Y ni corto ni perezoso se dirige a los barracones. Pero están cerrados con llave. ¡La madre que los parió! No queda otra que moverse y patrullar o congelarse en un rincón. Así que la elección es obvia. Me consuela saber que es el último esfuerzo, apenas un par de meses y ya cesarán las estancias cuarteleras dedicándome a mis prácticas militares de trabajo en la Estación. Pero mientras tanto pienso mucho. Pienso en mi futuro y en lo que quiero hacer, y desde luego no quiero que todo eso se vea truncado por una involución militar. Así que camino en patrulla con el fusil terciado entre esa espesa niebla que me hace temblar hasta el tuétano. De pronto nos vemos sorprendidos por un griterío. Proviene de la puerta exterior de acceso al cuartel. Así que corremos hacia allí. Ni siquiera llevo montada el arma. Si es un asalto de índole terrorista lo van a tener fácil: ¡No estamos preparados para tal situación! Pero no se trata de ningún acto terrorista. Tan solo dos soldados ebrios que han llegado tarde al recinto cuartelero, y el plantón de puerta no les deja pasar. Se han liado a bofetadas con él, y ante sus gritos de auxilio las patrullas que acuden los han tenido que detener ¡Se han buscado un buen "marrón"! Les van a meter un par de meses en el "trullo". Y pienso en lo inconsciente que es la juventud; en lo mucho que aborrezco esas copas de más. Pero en el fondo lo que siento de nuevo es aborrecimiento por la vida militar, una situación que ya me pesa tanto que pienso que no lo voy a poder soportar.

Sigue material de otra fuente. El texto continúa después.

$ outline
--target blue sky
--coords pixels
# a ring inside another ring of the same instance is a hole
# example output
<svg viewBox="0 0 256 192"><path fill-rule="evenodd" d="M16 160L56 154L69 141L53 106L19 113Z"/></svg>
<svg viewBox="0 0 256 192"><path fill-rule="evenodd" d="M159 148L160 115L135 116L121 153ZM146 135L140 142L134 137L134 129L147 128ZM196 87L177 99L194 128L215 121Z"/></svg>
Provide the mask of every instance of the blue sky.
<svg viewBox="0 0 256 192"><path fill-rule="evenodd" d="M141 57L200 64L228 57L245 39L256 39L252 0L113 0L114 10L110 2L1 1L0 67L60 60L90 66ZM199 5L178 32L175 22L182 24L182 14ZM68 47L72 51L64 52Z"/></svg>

Al fin acaba ese periodo cuartelero del curso Departamental. Y así he podido regresar de nuevo a ese pueblo del que con tantas ganas salí, y con muchas más, ansiaba regresar ¡No parece haber sido muy de mi agrado esa especie de aventura! ¿Por qué? ¿Qué esperaba encontrar en la ciudad? ¿¡Acaso creía que allí "ataban los perros con longanizas"!? Pues ya veo que no, que en todas partes "cuecen habas". Y puestos a éstas, prefiero tomarlas aquí, en este lugar al que pertenezco, junto a los míos. Un lugar que ahora, apenas dos años después de mi marcha, pienso que nunca debí de dejar. Así que aquí estoy de nuevo, cumpliendo mis turnos de trabajo ferroviario y continuando con mis horas extras en esa oficina técnica a la que acudo en régimen de pluriempleo laboral. Y pocas cosas más parece que han de importarme fuera de lo cotidiano de mi vida normal. Pero hoy sí, hoy he vivido con el resto del país la celebración de las nuevas elecciones generales a Cortes. Hoy es día 1 de marzo de 1979, y son los primeros comicios que se celebran en cumplimiento directo del orden político derivado de la de la Constitución. Por eso, y aún siendo avanzada para mis costumbres la hora de la noche, sigo con interés los primeros resultados electorales, que sin ser definitivos todavía, parecen convenir en que de nuevo la UCD de Adolfo Suárez volverá a ser la fuerza más votada. Así que al fin decido marcharme a dormir. Y lo hago con la tranquilidad de comprobar que el orden democrático parece funcionar con entera normalidad.